Change.

This photo is hard for me to look at. So much happiness and pain– I’m not sure how to feel and that is so hard.

I remember feeling like a sick and bloated mess of a human. Nausea in waves. But I didn’t care. I was so ridiculously excited and happy that our dreams of growing our family were FINALLY coming true. Months and months of negative pregnancy tests and wondering what was ‘wrong’ and why we weren’t getting pregnant came to a magnificent halt when we finally saw those two lines. A September baby. Crisp fall air. I couldn’t wait.

I didn’t hesitate for a second to cancel our free trip to Costa Rica. We wanted to protect this sweet baby and our doctors told us Costa Rica was a big NOPE. Zika is rampant there, and we wanted our baby to be safe so we gave up our free trip and spent a little savings and took the girls and our growing baby to Florida.

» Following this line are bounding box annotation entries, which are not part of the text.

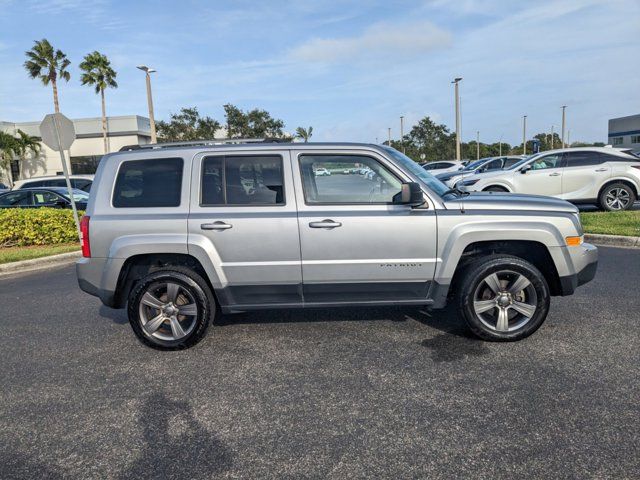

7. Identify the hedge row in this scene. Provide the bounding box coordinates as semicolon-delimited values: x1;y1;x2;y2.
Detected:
0;208;78;247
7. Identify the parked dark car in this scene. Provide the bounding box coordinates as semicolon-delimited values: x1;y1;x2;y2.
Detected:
0;187;89;210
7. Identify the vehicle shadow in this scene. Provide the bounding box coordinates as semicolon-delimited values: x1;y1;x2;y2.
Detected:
119;392;233;479
413;306;491;362
98;305;129;325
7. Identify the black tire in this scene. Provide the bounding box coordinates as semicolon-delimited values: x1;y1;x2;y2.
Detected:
127;266;216;350
598;182;636;212
483;185;509;193
457;255;550;342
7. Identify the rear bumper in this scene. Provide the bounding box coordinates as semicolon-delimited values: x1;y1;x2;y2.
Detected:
76;258;119;307
560;243;598;295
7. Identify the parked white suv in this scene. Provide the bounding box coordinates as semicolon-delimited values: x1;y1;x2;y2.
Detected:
458;147;640;210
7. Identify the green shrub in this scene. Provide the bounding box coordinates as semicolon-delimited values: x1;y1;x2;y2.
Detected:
0;208;78;247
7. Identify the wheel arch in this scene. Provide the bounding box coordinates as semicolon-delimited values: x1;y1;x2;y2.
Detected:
598;177;640;199
112;252;219;308
451;240;562;295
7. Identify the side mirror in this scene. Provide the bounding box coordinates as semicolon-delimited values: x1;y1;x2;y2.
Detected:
393;182;424;207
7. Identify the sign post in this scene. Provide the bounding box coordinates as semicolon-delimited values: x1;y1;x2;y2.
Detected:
40;113;82;241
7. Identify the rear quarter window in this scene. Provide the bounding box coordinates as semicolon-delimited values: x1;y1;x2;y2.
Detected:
112;158;184;208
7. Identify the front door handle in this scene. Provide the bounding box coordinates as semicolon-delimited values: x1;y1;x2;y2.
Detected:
309;218;342;228
200;221;233;230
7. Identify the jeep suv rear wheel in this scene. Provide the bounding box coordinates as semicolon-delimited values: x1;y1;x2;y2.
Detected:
459;255;550;341
128;267;215;350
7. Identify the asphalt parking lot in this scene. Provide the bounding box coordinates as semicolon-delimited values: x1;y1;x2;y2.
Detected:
0;248;640;479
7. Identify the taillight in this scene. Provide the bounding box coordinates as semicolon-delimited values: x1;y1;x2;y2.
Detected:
80;215;91;258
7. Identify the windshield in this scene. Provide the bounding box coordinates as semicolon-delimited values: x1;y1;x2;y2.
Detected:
462;158;488;172
507;157;531;170
382;146;449;197
62;189;89;203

When we went to the beach we took some photos. Some of both of us with the girls and me with my more bloat than baby bump. We had lied to our friends and family about why we couldn’t go to Costa Rica and we were excited that in just a few months we’d be able to share this photo and tell the world why we hadn’t left the country. We were ecstatic to tell the world that this sweet little baby was on the way and that our lives were going to change forever and we couldn’t wait.

I guess we weren’t wrong– our lives have changed forever. Just not the way that I’d thought.